3. De illusie dat Amerikaans kapitalisme goed is voor iedereen. ok hier is de waarheid heel anders: groeiende ongelijkheid (Piketty, OECD), Negentig procent van de rijkdom voor tien procent van de bevolking, groeiende armoede en marginalisering door afbouw welvaartsstaat, afnemende intergenerationele mobiliteit (Robert Putnam, Our kids en Richard Reeves, The Dream Hoarders). Door gebrekkig publiek onderwijs − behalve in rijke buurten − investeert de hogere middenklasse massief in dure privéscholen, colleges en universiteiten. Inschrijvingsgelden van 20.000 tot 50.000 dollar per jaar zijn geen uitzondering. De universiteit wordt veel duurder omdat de hogere middenklasse de prijs opdrijft voor instituten waar iedereen naar toe wil (want waar je studeert is belangrijker dan wat). Veel van die kinderen zijn echter ongelofelijk duur geschoolde, zelfingenomen, luie, middelmatige mensen. Het echte talent, de echte energie die de VS gaande houdt, komt uit het buitenland. De echte toptalenten zijn vaak migranten (kijk maar eens naar de lijst van miljardairs: Elon Musk uit Zuid-Afrika, Peter Thiel uit Duitsland, Sergey Brin uit Rusland, Jan Koum uit de Oekraïne. Veertig procent van de Amerikaanse nobelprijzen zijn door  eerste generatie immigranten gewonnen. De belastingverlagingen van Trump zijn goed voor de elite die erft, maar ook voor de elite die het maakt.

4. De illusie dat minder overheid goed is. We weten dat dat fout is: landen met een grote overheid kunnen perfect functioneren.
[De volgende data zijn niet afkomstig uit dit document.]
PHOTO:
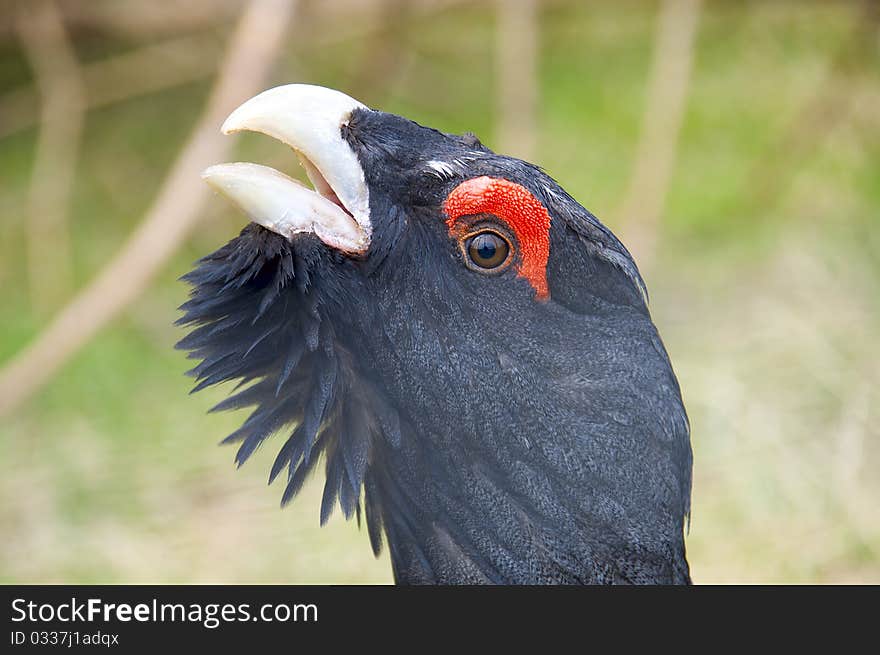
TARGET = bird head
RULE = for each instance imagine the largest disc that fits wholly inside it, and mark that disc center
(465, 347)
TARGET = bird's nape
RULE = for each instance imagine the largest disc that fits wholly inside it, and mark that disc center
(464, 346)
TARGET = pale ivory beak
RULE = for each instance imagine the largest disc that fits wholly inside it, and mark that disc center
(309, 119)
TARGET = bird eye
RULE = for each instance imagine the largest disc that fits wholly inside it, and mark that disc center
(487, 250)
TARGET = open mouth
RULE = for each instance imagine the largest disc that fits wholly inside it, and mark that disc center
(309, 119)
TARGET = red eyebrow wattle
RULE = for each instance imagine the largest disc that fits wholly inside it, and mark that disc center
(523, 213)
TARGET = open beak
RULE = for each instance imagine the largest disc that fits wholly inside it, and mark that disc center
(310, 120)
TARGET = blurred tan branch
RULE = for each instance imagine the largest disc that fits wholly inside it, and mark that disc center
(644, 201)
(57, 75)
(144, 70)
(257, 40)
(517, 70)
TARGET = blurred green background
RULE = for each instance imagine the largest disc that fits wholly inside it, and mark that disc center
(763, 264)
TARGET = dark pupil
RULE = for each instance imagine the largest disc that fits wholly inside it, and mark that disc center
(488, 250)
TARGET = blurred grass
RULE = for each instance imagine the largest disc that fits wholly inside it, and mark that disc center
(769, 301)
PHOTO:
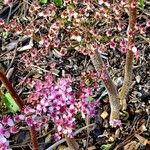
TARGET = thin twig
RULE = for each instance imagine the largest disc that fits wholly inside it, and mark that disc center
(63, 140)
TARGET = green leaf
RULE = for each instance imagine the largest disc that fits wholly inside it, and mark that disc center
(43, 1)
(10, 103)
(5, 35)
(141, 4)
(59, 3)
(107, 146)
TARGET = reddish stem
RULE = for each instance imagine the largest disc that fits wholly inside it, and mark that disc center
(21, 105)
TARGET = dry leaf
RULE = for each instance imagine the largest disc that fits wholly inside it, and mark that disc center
(104, 114)
(132, 146)
(91, 148)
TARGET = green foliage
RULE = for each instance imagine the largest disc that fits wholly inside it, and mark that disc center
(10, 103)
(141, 4)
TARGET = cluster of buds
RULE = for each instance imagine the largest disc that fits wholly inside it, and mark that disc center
(59, 102)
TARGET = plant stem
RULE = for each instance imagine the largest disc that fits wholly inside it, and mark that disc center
(129, 57)
(109, 85)
(21, 105)
(72, 144)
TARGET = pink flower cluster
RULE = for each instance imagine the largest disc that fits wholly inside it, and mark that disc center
(59, 102)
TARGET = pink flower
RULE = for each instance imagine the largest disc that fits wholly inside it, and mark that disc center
(115, 123)
(14, 130)
(8, 2)
(136, 52)
(112, 44)
(7, 121)
(148, 23)
(109, 32)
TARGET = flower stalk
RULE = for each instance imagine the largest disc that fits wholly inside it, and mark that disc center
(21, 105)
(130, 56)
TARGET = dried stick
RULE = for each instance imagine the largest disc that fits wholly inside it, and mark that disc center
(72, 144)
(129, 57)
(110, 87)
(21, 105)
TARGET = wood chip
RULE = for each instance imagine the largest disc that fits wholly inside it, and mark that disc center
(104, 114)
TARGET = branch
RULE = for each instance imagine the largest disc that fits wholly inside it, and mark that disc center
(129, 57)
(109, 85)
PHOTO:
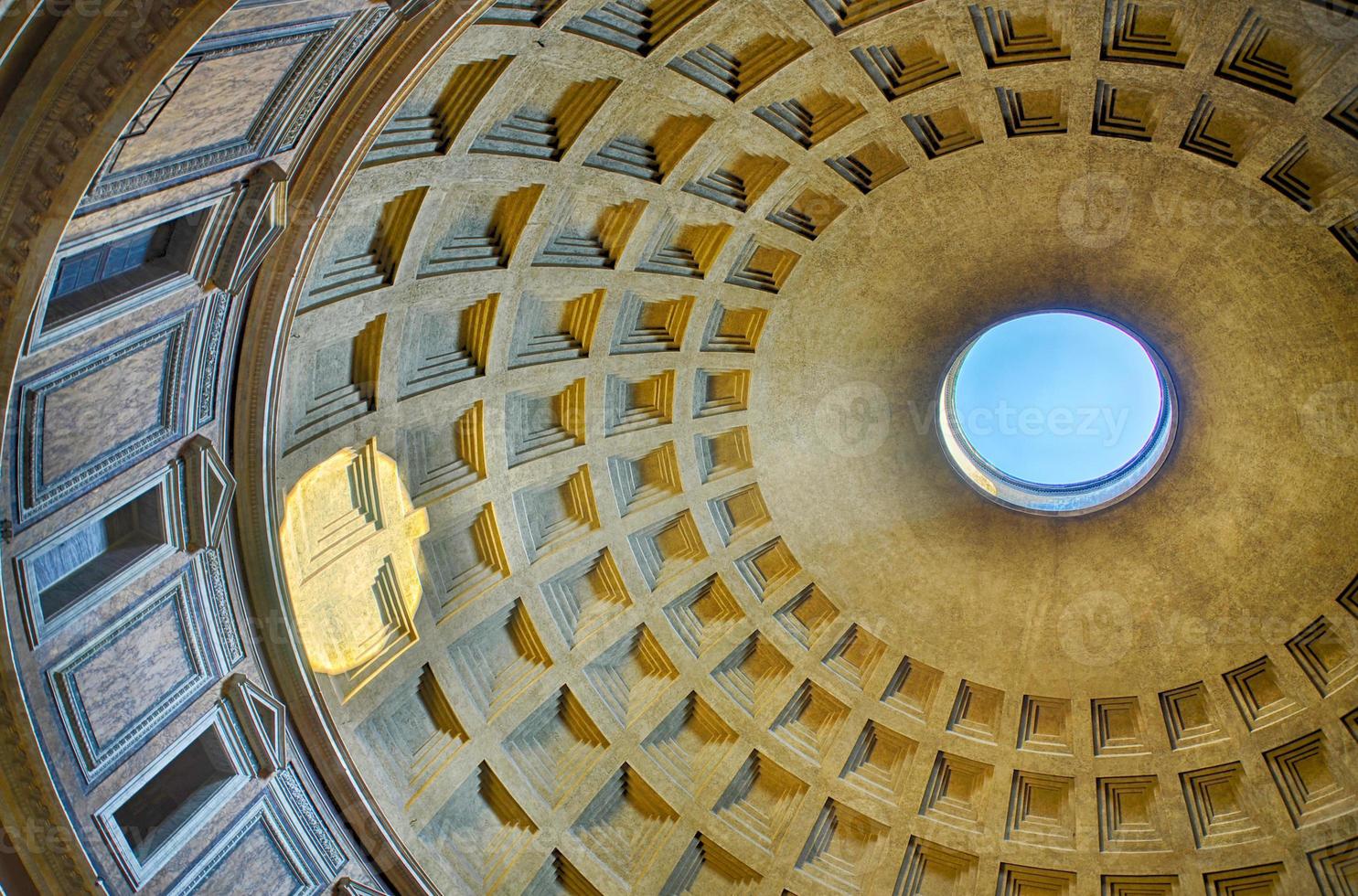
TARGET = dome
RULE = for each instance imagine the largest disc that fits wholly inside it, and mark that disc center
(511, 447)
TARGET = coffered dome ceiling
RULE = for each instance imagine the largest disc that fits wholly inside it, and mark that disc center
(591, 497)
(649, 305)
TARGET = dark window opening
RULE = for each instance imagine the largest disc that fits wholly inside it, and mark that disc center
(168, 801)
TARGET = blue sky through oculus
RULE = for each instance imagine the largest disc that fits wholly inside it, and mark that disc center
(1057, 398)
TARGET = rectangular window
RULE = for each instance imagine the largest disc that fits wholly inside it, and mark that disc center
(92, 280)
(171, 797)
(163, 808)
(72, 568)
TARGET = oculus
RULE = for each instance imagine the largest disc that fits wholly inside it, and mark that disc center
(1057, 413)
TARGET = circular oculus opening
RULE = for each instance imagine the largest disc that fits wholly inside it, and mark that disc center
(1057, 413)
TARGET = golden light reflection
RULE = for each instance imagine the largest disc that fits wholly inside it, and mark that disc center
(348, 538)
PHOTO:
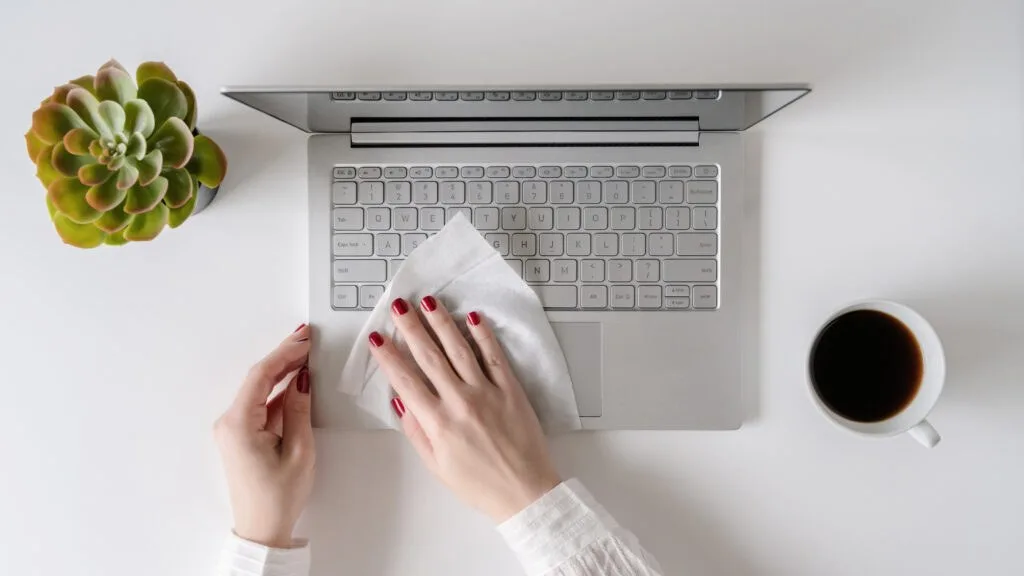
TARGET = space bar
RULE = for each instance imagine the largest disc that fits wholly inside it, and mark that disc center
(556, 296)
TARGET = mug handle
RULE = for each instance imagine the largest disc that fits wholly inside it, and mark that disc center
(926, 434)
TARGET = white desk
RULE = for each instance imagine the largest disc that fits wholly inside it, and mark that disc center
(900, 176)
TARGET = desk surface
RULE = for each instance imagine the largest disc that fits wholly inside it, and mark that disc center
(899, 176)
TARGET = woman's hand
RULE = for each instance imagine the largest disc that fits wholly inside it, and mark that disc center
(477, 433)
(267, 446)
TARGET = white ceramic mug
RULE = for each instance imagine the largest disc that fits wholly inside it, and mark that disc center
(912, 418)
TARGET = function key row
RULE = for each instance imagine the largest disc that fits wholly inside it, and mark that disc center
(421, 172)
(555, 95)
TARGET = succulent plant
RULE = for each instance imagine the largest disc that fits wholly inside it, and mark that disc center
(121, 160)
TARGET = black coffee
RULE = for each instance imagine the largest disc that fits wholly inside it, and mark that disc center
(866, 366)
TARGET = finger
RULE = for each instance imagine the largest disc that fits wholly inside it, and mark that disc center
(496, 364)
(297, 437)
(430, 358)
(292, 353)
(404, 379)
(456, 347)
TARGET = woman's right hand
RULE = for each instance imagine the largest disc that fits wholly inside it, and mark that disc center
(477, 433)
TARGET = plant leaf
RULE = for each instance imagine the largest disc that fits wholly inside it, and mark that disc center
(67, 163)
(150, 70)
(115, 84)
(52, 121)
(150, 167)
(175, 140)
(140, 117)
(69, 197)
(165, 98)
(147, 225)
(208, 162)
(142, 198)
(81, 236)
(193, 113)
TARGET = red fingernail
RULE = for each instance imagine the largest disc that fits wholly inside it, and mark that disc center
(376, 339)
(398, 407)
(399, 306)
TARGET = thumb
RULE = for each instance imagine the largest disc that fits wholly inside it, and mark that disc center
(297, 429)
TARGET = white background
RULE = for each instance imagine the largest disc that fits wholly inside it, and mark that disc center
(899, 176)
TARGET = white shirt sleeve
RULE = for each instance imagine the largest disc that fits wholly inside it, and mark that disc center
(567, 533)
(242, 558)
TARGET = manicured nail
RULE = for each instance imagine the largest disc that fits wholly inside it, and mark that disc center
(429, 303)
(398, 407)
(376, 339)
(399, 306)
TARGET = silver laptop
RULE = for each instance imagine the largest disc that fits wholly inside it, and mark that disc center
(621, 205)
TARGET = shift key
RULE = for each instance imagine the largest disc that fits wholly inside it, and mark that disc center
(359, 271)
(689, 271)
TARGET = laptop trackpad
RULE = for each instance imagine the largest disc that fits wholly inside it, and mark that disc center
(581, 343)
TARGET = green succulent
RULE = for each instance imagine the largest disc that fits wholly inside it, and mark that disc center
(118, 156)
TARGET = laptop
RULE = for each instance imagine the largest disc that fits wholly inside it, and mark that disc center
(621, 205)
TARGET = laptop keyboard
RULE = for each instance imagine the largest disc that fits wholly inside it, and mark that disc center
(585, 237)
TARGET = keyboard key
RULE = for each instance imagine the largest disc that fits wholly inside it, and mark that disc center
(479, 193)
(344, 297)
(514, 218)
(500, 242)
(624, 217)
(701, 192)
(705, 297)
(552, 245)
(486, 218)
(690, 271)
(563, 271)
(594, 296)
(705, 218)
(523, 244)
(620, 271)
(567, 218)
(677, 218)
(353, 244)
(387, 245)
(605, 244)
(623, 297)
(592, 271)
(538, 271)
(595, 218)
(662, 244)
(643, 192)
(371, 193)
(378, 218)
(649, 217)
(578, 245)
(411, 242)
(359, 271)
(431, 218)
(648, 271)
(541, 218)
(406, 218)
(535, 192)
(671, 192)
(347, 218)
(615, 192)
(343, 193)
(696, 244)
(556, 296)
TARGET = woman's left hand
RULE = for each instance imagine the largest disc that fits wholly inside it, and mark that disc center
(267, 446)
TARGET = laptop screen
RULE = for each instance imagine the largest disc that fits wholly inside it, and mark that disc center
(714, 109)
Maar sceptische Amerikanen hebben een punt: Amerika is een politieke kleptocratie geworden (Hacker & Pierson, Winner-Takes-All- Politics, Stiglitz, The Price of Inequality). De medische lobby heeft veel macht: Amerikaanse dokters verdienen véél meer dan Europese, maar Amerikanen zijn helemaal niet gezonder. De consultatie van een huisarts kost 150 à 200 dollar; een beugel plaatsen zesduizend dollar, een bevalling dertigduizend dollar. Trumps economisch populisme en protectionisme verhult de realiteit van nog meer regels ten voordele van de rijken.

Amerika zit in een vicieuze spiraal van meer ongelijkheid, minder mobiliteit en meer politieke polarisering en dat tot in obscene proporties. Dat is slecht voor de Amerikanen, maar voor de literatuur, voor de film en voor het toneel is het absoluut fantastisch. Of zoals Ronald Reagan zei: “you ain't seen nothing yet”. Het beste moet nog komen.